Could this be a realigning election?

What kind of change will this presidential election bring to the political landscape? Historian Robert S. McElvaine compares 2008 with past elections, and concludes that the results this year have the potential to be broad, profound and lasting.

This year’s equation: 1920 + 1932 = 2008

By Robert S. McElvaine
History News Service

We often hear that the election that takes place next Tuesday will be one of the most important in American history. Such statements, however, are often little more than hyperbole. To make the case that an election is momentous, you need to compare it with previous critical ones.

The most important elections are those in which political history changes course. There have been only three genuine realignments in the past 125 years. They centered on the presidential elections of 1896, 1932 and 1968.

It’s often assumed that realignments are the positive results of the actions of popular leaders, such as Franklin D. Roosevelt and Ronald Reagan. In fact, however, the origins of realignments are always negative. Voters turn against a party that has long held power when it presides over a major failure.

A long period of Republican dominance began with the 1896 election as the result of an economic collapse, the Panic of 1893, that started under the Democrats. GOP supremacy continued until an economic collapse on its watch, the Panic of 1929, turned the public against the party. The Democratic ascendancy that was made possible by the Panic of 1929 and began with the Election of 1932 lasted until 1968, when a disastrous, unnecessary war discredited the party.

The 1968 turning point was somewhat disguised in that year’s election because of the third-party candidacy of George Wallace and a very narrow victory by Richard Nixon. But Republican strategists understood that if they could add the Wallace vote to Nixon’s they would have a substantial majority and that they could do that by running against “the Sixties.” The GOP used that formula to win an overwhelming victory in 1972. Watergate temporarily slowed the Republican ascendancy, but it was clear by 1980.

Now the long period of Republican dominance that began with a negative reaction against the Democrats in 1968 appears likely to end next Tuesday because both a disastrous, unnecessary war and the Panic of 2008 have discredited the Republicans. If so, Barack Obama will be presented with an opportunity to turn a negative rejection of the party blamed with messing things up into a positive mandate for change and a lasting majority for his party. FDR was able to take advantage of such an opportunity, but Nixon was not, leaving it for Reagan to do so a decade later.

As for which previous election this year’s most resembles, several candidates have been nominated. The two mentioned most often are 1960 and 1980.

In 1960, a young, inexperienced “celebrity” Democrat from a minority that had never before produced a president ran against a more experienced but less likable Republican. The young, handsome, Catholic John F. Kennedy won a narrow victory over the experienced, monochromatic Republican vice president, Richard Nixon.

Voters in 1980 were very upset with the failings of the incumbent party’s president but were also fearful that the challenger was not up to the job, had no experience in foreign policy, and might be dangerous.
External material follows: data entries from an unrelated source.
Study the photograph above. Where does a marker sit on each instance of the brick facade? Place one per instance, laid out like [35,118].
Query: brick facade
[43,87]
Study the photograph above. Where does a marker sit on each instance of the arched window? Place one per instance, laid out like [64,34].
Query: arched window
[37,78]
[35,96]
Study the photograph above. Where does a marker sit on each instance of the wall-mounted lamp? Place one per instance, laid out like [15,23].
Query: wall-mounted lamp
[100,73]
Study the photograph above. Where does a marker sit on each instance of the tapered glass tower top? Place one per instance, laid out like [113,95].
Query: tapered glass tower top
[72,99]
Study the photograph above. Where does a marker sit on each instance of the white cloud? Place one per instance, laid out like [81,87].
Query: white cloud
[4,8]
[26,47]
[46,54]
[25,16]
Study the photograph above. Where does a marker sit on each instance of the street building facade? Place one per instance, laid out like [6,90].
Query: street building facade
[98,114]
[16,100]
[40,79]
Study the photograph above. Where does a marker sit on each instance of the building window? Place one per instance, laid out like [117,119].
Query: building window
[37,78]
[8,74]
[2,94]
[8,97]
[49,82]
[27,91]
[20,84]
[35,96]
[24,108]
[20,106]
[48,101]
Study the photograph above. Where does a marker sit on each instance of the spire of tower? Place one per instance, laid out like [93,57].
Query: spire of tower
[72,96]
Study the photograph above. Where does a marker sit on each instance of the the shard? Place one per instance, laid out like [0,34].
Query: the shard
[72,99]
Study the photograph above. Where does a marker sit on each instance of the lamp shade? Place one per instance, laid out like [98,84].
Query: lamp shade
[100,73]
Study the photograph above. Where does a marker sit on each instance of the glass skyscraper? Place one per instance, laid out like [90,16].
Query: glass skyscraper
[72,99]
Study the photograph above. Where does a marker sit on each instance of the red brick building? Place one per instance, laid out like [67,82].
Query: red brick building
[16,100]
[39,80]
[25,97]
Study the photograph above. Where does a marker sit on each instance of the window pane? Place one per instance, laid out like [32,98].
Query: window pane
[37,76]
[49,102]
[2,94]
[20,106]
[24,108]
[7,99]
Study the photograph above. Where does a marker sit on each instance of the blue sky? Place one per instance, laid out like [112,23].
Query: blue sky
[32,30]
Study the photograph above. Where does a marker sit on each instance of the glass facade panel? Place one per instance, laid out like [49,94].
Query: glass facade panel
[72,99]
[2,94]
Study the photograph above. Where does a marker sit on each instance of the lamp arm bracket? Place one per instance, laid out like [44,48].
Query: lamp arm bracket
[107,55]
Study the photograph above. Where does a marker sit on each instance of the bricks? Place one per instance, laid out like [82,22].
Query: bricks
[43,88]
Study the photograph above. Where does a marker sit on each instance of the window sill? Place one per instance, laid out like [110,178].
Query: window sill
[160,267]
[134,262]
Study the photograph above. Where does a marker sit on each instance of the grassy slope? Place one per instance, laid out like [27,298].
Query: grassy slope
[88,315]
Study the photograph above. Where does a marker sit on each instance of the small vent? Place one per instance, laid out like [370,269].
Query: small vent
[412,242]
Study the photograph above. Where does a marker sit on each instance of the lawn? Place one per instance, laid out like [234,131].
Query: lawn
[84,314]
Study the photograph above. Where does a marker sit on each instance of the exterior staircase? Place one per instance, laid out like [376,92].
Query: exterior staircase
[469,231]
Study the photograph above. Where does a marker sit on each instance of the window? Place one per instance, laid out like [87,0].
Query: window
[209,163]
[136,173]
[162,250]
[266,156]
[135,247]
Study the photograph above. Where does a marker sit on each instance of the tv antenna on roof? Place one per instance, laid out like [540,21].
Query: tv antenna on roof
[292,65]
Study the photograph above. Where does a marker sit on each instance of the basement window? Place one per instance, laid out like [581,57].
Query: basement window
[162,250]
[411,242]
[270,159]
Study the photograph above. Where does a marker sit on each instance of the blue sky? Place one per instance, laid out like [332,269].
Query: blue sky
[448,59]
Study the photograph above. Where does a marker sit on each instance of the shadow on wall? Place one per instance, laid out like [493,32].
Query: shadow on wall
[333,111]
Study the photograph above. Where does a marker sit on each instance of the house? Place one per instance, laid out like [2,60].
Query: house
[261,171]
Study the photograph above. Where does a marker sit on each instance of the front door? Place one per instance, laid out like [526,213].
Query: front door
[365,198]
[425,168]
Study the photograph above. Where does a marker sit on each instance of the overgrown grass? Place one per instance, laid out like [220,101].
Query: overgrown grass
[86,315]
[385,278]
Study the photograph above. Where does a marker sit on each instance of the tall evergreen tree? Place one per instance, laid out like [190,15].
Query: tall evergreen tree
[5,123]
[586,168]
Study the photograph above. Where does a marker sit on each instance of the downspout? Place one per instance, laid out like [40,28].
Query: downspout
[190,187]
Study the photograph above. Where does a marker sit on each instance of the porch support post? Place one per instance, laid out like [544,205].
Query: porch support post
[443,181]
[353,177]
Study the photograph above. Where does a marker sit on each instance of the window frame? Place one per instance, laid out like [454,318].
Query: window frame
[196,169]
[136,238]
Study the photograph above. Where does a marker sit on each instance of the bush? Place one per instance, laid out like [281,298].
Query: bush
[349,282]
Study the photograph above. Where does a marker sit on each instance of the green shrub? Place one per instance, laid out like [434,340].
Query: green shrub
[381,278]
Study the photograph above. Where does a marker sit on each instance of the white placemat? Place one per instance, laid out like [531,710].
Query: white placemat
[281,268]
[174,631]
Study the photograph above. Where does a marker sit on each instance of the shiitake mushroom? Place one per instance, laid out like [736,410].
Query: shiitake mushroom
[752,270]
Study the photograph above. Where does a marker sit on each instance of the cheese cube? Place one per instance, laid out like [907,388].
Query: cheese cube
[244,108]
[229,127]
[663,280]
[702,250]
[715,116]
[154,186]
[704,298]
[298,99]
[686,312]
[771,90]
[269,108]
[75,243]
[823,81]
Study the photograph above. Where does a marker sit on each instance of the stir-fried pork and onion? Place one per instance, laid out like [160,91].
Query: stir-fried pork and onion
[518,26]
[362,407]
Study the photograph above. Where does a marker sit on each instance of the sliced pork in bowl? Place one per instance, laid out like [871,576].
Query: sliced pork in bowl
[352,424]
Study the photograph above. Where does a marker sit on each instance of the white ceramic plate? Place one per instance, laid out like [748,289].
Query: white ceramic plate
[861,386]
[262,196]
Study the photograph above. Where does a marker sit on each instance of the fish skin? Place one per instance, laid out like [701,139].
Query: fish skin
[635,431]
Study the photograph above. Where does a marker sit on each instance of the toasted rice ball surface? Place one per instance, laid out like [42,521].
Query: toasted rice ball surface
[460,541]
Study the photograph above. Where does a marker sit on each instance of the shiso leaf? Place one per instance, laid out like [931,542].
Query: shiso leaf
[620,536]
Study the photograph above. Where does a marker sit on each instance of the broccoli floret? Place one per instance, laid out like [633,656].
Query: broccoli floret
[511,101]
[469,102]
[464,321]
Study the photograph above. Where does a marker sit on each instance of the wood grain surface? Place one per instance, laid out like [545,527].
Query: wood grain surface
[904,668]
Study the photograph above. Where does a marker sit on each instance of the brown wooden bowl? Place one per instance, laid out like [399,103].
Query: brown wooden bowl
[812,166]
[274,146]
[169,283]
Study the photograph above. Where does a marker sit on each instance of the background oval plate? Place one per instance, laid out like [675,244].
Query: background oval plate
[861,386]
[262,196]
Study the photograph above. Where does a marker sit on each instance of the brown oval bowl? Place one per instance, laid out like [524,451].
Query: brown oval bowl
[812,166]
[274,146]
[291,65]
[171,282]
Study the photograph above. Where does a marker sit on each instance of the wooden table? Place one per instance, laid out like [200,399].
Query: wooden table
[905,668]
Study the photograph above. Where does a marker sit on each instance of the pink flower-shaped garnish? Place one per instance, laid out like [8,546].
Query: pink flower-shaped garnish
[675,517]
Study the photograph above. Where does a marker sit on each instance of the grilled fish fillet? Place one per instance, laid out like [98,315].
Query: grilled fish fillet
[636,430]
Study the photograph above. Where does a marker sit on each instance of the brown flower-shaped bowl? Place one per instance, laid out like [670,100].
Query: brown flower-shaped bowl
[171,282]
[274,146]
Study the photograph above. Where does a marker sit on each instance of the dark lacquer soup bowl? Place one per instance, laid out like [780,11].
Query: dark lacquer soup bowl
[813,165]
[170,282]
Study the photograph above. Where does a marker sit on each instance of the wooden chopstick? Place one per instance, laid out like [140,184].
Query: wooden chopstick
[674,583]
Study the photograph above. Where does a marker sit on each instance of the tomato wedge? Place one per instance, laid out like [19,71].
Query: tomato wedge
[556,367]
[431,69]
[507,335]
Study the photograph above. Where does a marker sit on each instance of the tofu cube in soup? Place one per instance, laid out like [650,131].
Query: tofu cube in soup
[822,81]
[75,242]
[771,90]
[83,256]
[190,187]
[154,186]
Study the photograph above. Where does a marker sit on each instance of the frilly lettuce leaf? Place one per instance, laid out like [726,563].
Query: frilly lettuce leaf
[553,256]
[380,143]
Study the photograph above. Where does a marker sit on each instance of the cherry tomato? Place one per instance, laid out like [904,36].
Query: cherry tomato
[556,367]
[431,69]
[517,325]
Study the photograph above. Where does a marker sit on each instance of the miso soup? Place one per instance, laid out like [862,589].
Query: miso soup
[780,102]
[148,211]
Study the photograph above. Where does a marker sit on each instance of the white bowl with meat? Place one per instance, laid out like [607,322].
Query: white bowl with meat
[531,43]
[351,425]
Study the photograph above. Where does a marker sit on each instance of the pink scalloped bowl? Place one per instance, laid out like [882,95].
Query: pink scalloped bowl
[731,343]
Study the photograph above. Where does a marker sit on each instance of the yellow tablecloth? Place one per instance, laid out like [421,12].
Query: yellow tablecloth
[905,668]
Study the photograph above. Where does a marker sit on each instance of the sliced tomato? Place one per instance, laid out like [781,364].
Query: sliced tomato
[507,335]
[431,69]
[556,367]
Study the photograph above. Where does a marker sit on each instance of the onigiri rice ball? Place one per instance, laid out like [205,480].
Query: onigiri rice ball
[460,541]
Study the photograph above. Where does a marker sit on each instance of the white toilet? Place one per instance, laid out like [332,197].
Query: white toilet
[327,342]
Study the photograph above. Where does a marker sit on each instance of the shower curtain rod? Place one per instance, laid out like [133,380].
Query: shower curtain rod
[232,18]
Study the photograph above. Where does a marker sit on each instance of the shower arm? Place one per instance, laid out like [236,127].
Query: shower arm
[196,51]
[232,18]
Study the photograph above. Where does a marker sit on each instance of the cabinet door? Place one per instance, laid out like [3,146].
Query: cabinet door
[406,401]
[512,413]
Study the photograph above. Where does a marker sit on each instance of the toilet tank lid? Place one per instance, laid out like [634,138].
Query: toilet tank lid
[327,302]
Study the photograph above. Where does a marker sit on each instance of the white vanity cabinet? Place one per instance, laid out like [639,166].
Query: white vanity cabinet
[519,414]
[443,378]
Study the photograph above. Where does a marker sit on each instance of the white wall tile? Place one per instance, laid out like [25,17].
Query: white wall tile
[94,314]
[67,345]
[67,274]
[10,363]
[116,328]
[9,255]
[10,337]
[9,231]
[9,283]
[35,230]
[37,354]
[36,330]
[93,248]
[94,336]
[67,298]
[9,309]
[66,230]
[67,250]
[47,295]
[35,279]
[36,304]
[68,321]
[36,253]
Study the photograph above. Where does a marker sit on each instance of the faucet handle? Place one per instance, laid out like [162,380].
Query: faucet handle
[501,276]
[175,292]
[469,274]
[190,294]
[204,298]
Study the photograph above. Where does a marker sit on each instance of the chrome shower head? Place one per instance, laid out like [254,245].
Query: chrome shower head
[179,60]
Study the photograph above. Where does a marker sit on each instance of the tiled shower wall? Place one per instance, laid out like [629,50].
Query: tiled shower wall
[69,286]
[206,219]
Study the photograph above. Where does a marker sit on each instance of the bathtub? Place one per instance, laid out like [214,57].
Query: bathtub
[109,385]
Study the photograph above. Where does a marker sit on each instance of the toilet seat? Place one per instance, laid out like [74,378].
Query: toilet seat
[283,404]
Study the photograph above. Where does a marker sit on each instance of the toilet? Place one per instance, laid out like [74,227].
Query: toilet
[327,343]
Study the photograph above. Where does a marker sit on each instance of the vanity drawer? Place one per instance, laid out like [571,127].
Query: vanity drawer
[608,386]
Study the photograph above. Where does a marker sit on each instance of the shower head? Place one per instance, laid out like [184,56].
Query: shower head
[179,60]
In the closing days of the campaign, though, a majority of voters decided that it was even riskier to keep going in the same direction with Jimmy Carter than to take a leap into the unknown with Ronald Reagan.

Both of these elections parallel that of 2008 and point toward an Obama victory this year. There are, though, three other elections that are even more similar to the one this year.

In 1896, the party in power under which the economy had collapsed nominated a man who disagreed with the party’s president on some issues. Although William Jennings Bryan was far more different from Democratic President Grover Cleveland than John McCain is from Republican President George W. Bush, Bryan’s party affiliation helped to doom him and William McKinley was elected.

In 1920, the incumbent party’s president had become very unpopular as a result of a war that had not produced the idealistic results he had promised when the United States entered it. Woodrow Wilson was not on the ballot, but his party’s nominee, James Cox, was chained to his party’s unpopular president, who pulled him down like an anchor, and Republican Warren Harding won in a landslide.

In 1932, as in 1896, the economy had collapsed and the incumbent president was extremely unpopular. The challenger was a man who was criticized as being all fluff and no substance. That challenger, Franklin Roosevelt, easily defeated the incumbent, Herbert Hoover.

Next week’s election is shaping up as a combination of 1932 and 1920. The Panic of 2008 is having an effect on the Republican nominee similar to that of the Panic of 1929 on the Republican candidate in 1932. But, unlike Hoover in 1932, McCain is not the incumbent president. That circumstance makes the 2008 election more like that of 1920: McCain is being weighed down by his party’s president and that president’s war, as Cox was in 1920.

The equation for next Tuesday, then, is: 1920+1932 = 2008.

And we can take some comfort in the fact that history indicates that while realignments are caused by party failures, they usually set the country in a fresh direction and usher in needed reforms.

Robert S. McElvaine, a writer for History News Service, is a professor of history at Millsaps College and the author of “The Great Depression.”